Attusah had gone unscathed through that bloody campaign of 1761 in which the Cherokees suffered such incredible rigors. After their total defeat at Etchoee the Indians could offer no further resistance to the troops of Colonel Grant, who triumphantly bore the authority of the British king from one end of the Cherokee country to the other, for there was no more powder to be had in the tribe. The French, from whom they had hoped a supply, failed them at their utmost need, and now those massive crags of the Great Smoky Mountains, overhanging the Tennessee River, no longer echoed the “whoo-whoop!” of the braves, the wild cry of the Highlanders, “Claymore! Claymore!” the nerve-thrilling report of the volleys of musketry from the Royal Scots, the hissing of the hand grenades flung bursting into the jungles of the laurel. Instead, all the clifty defiles of the ranges were filled with the roar of flames and the crackling of burning timbers as town after town was given to the firebrand, and the homeless, helpless Cherokees frantically fleeing to the densest coverts of the wilderness,–that powerful truculent tribe!–sought for shelter like those “feeble folk the conies” in the hollows of the rocks.

Thus it was that Digatiski, the Hawk, of Eupharsee Town, long the terror of the southern provinces, must needs sit idle, forlorn, frenzied with rage and grief, in a remote and lofty cavity of a great cliff, and looking out over range and valley and river of this wild and beautiful country, see fire and sword work their mission of destruction upon it. By day a cloud of smoke afar off bespoke the presence of the soldiery. At night a tremulous red light would spring up amidst the darkness of the valley, and expanding into a great yellow flare summon mountains and sky into an infinitely sad and weird revelation of the landscape, as the great storehouses of corn were burned to the ground, leaving the hapless owners to starvation.

His pride grudged his very eyes the sight of this humiliation, for despite the oft-repeated assertion of the improvidence of the Indian character, these public granaries, whence by the primitive Cherokee government food was dispensed gratis to all the needy, were always full, and their destruction meant national annihilation or subjugation. After one furtive glance at the purple obscurities of the benighted world he would bow his head, and with a smothered groan ask of the ada-wehi, “Where is it now, Attusah?”

The young warrior, half reclining at the portal of the niche, would lift himself on one elbow,–the glow of the little camp-fire within the recess on his feather-crested head, his wildly painted face, the twenty strings of roanoke passed tight like a high collar around his neck, thence hanging a cascade of beads over his chest, the devious arabesques of tattooing on his bare, muscular arms, the embroideries of his buckskin raiment and gaudy quiver,–and searching with his gay young eyes through the stricken country reply, “Cowetchee,” “Sinica,” “Tamotlee,” whichever town might chance to be in flames.
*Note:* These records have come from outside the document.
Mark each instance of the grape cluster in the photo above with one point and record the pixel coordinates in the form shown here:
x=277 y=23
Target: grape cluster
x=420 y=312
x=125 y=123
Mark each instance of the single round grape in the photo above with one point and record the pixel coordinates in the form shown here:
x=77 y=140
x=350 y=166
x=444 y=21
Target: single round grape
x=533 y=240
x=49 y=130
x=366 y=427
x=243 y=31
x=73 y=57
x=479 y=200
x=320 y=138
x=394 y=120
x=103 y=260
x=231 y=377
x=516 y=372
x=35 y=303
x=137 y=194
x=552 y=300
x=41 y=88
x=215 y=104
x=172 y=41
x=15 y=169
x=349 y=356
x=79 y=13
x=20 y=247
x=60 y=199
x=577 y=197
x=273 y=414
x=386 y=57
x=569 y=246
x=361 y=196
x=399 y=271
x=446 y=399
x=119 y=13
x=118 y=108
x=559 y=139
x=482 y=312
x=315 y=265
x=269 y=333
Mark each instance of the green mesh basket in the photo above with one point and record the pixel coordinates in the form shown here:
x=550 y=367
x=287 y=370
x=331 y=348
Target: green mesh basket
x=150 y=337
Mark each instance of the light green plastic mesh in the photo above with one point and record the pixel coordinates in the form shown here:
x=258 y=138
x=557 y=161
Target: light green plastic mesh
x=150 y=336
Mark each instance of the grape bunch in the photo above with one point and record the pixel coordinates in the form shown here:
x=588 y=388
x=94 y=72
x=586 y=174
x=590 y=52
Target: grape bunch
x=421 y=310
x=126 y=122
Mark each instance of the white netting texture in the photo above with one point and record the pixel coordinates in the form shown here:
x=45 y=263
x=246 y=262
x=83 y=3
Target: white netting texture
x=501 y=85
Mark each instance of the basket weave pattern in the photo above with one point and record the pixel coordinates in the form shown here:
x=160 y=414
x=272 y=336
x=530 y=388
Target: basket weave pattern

Doubtless Attusah realized equally the significance of the crisis. But a certain joyous irresponsibility characterized him, and indeed he had never seemed quite the same since he died. He had been much too reckless, however, even previous to that event. Impetuous, hasty, tumultuously hating the British colonists, he had participated several years earlier in a massacre of an outlying station, when the Cherokees were at peace, without warrant of tribal authority, and with so little caution as to be recognized. For this breach of the treaty his execution was demanded by the Royal Governor of South Carolina, and reluctantly conceded by the Cherokees to avert a war for the chastisement of the tribe. Powder must have been exceedingly scarce!